While the Intel TSX documentation is fairly precise in describing the semantics for both RTM and HLE, critical details are not available for the underlying TM and the specific implementation in Haswell. However, there is sufficient information to speculate about the nature of Haswell’s TM. To review what is known, Haswell implements an unordered, single version, nested TM with strong isolation. The TM tracks the read-set and write-set at a fixed 64B cache line granularity.
As a starting assumption, Haswell’s memory hierarchy probably resembles Sandy Bridge in broad strokes, with roughly 32KB L1 and 256KB L2 caches per core (shared by two threads), and an L3 cache shared by all cores. Haswell almost certainly extends Intel’s existing cache behavior and MESIF coherency protocol to support transactional memory semantics. It is far too risky to totally redefine the coherency protocol, which would also vastly increase the challenge of maintaining full compatibility. It is also entirely out of character for Intel, which tends to favor incremental enhancements rather than radical redesigns for mainstream x86 products.
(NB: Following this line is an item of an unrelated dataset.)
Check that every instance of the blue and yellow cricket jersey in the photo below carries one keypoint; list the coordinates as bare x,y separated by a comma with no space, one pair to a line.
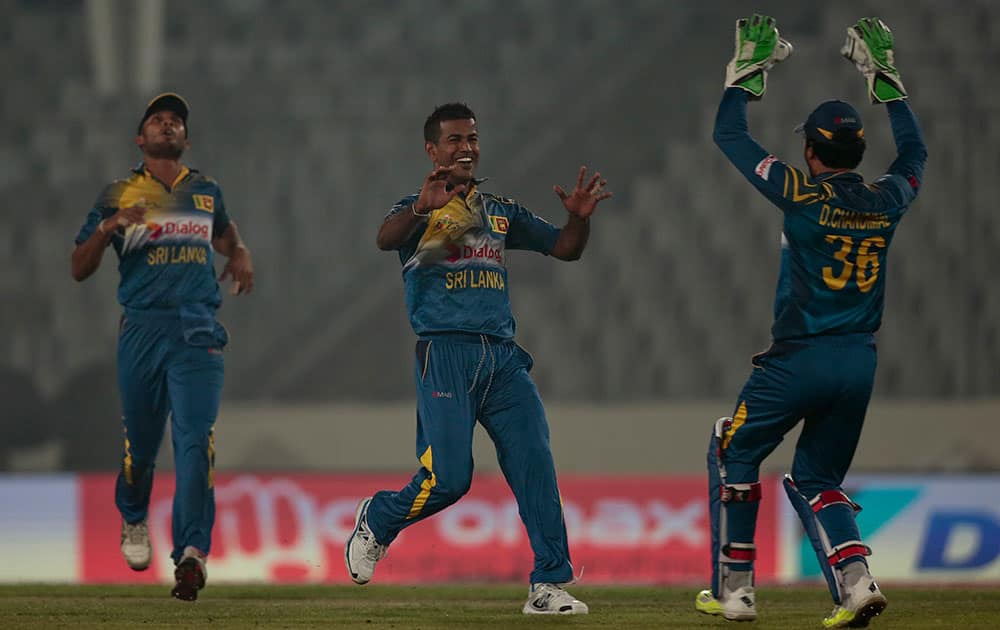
459,283
837,229
168,261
Intel’s server teams take the existing CPU core and build customized blocks including the L3 cache, QPI logic, I/O, memory controllers and power management, tied together with a high performance interconnect fabric. The Haswell coherency changes are very likely restricted to the L1 and L2 caches, strictly within the core. This has the advantage that Intel’s server group can leverage the work in Haswell with minimal additional investment and effort. Most importantly, restricting changes to the core avoids extra validation, which is one of the largest contributors to cost and schedule for server processors.
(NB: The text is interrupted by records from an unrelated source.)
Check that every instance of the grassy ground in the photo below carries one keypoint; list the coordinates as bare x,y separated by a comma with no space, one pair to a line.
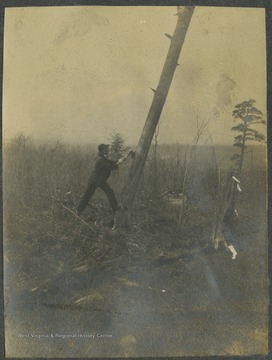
155,290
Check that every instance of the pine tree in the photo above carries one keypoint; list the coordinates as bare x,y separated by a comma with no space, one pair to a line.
249,116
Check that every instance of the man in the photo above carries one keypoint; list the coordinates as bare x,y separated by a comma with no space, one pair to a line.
102,170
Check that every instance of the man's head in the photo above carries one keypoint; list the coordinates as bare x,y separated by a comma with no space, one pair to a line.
103,149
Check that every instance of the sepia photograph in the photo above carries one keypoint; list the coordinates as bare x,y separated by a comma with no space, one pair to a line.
135,201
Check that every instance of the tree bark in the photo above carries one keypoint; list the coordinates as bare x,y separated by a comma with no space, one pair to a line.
160,94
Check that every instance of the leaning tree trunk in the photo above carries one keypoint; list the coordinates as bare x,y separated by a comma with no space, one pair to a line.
160,94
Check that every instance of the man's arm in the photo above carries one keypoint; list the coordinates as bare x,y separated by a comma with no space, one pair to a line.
124,158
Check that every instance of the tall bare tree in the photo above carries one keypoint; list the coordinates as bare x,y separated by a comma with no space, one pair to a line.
184,17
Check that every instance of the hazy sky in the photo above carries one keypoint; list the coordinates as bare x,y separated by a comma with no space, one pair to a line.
81,73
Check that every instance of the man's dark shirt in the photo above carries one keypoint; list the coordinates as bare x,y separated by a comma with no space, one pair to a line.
102,169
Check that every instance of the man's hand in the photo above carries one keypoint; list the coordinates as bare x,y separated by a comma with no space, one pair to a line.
122,159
Haswell’s Transactional Memory
Based on the assumptions above, we can sketch out the most likely implementation details for Haswell’s transactional memory. The most important missing details relate to TM version management, conflict handling and the commit and abort operations.
Haswell’s transactional memory is most likely a deferred update system using the per-core caches for transactional data and register checkpoints. Specifically, the tags for each cache line in the L1D and L2 probably contain bits that indicate whether the line belongs to the read-set (RS) or write-set (WS) for the two threads that can execute on a Haswell core. A store during a transaction will simply write to the cache line, and the shared L3 cache holds the original data (which may require an update to the L3 for the first write in a transaction to a Modified line). This is consistent with the shared and inclusive L3 cache that has been used since Nehalem. To avoid data corruption, any transactional data (i.e. lines in the RS or WS) must stay in the L1D or L2 and not be evicted to the L3 or memory. The architectural registers are checkpointed and stored on-chip, and the transaction can read and write from registers freely.
Alternatively, it is possible that transactions are restricted to Haswell’s L1D cache. This would simplify the design, but make the TM much less robust. The L1D is really not associative enough for modest sized transactions; associativy evictions can occur with as few as 9 cache lines, even though there about 256 lines available per thread. Using the L2 pretty much eliminates most associativity evictions and each thread will have about 2.2K lines on average and a hard maximum of around 4.5K lines. Again, Intel is likely to be using both the L1D and the L2 for transactional data, to avoid the potential associativity problems.
The advantage of the cache-based system I outlined above is that Haswell’s conflict detection can be handled through the existing coherency protocol with only minor enhancements to the memory ordering buffers, L1D and L2 caches. A conflict can occur in exactly three ways, all of which can be easily detected.
The first case to consider is an RS cache line that is written by another core. In Intel’s MESIF protocol, writing to a potentially shared cache line requires invalidating any copies in other private caches. The other core will send a read-for-ownership request to the shared L3 cache, which will check the snoop filter and transmit an invalidate to any cache with a copy of the line. If an L1D or L2 cache receives an invalidate for an RS cache line, this indicates that another thread is attempting to write and a conflict has occurred.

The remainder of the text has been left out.